Smithsonian’s National Air and Space Museum Will Host a Star

Press Release
Thursday May 28, 2009
Media Only:
Isabel Lara 202-633-2374
Brian Mullen 202-633-2376
Public information: 202-633-1000
Images: airandspace.si.edu/about/newsroom/multimedia/

Visitors to the National Air and Space Museum know that all “stars” are not in the sky. They might have seen the galactic dust gathered from a comet billions of miles away by the Stardust capsule. Or they might have bumped into Hollywood stars touring the museum. Then there are the stars in the planetarium shows. Recently the entire cast of “Night at the Museum: Battle of the Smithsonian” walked the red carpet for the worldwide premiere of a film starring some of the museum’s most famous artifacts.

Next week another huge star will arrive to stay—the 8-foot-high lighted star from Coney Island’s now closed space-age theme park, Astroland, will join the museum’s popular culture collection where it will be housed along other science fiction icons such as the Star Trek starship Enterprise. The Star will go on display at the Steven F. Udvar-Hazy Center after construction of Phase Two of the center is completed in 2011.

The Star—donated by Carol Hill Albert and Jerome Albert, owners of the former Astroland Park and current operators of Coney Island’s Cyclone roller coaster—served as a symbolic representation of Astroland’s space-age theme. The two spinning stars at the entrance on Surf Avenue were installed in 1963, at the height of the space race, and welcomed visitors for nearly half a century to the world-renowned Astroland amusement park.  

“The National Air and Space Museum is delighted to receive this important popular culture artifact into the national collection,” said Margaret A. Weitekamp, curator in the Division of Space History. “Astroland embodied the widespread excitement about human spaceflight in the early 1960s. Having a Star from the Astroland gateway, where thousands of people passed to enjoy this entertaining vision of the space age, is a wonderful example of that space craze.”

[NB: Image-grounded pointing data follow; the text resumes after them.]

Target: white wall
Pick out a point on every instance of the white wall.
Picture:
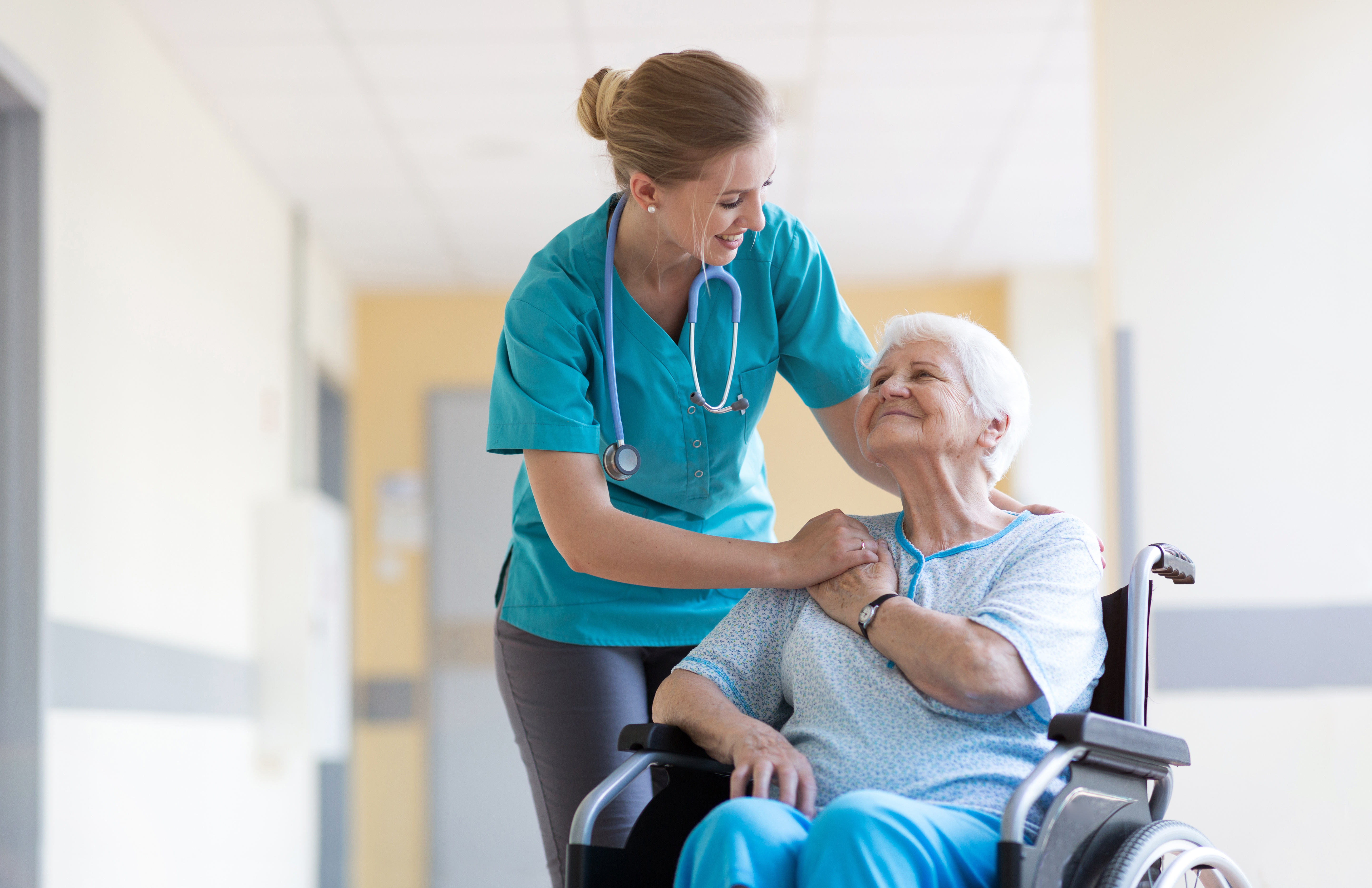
(167, 397)
(1053, 333)
(1238, 224)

The National Air and Space Museum building on the National Mall in Washington, D.C., is located at Sixth Street and Independence Avenue S.W. The museum’s Steven F. Udvar-Hazy Center is located in Chantilly, Va., near Washington Dulles International Airport. Both facilities are open daily from 10 a.m. until 5:30 p.m. (closed Dec. 25). Admission is free, but there is a $15 fee for parking at the Udvar-Hazy Center.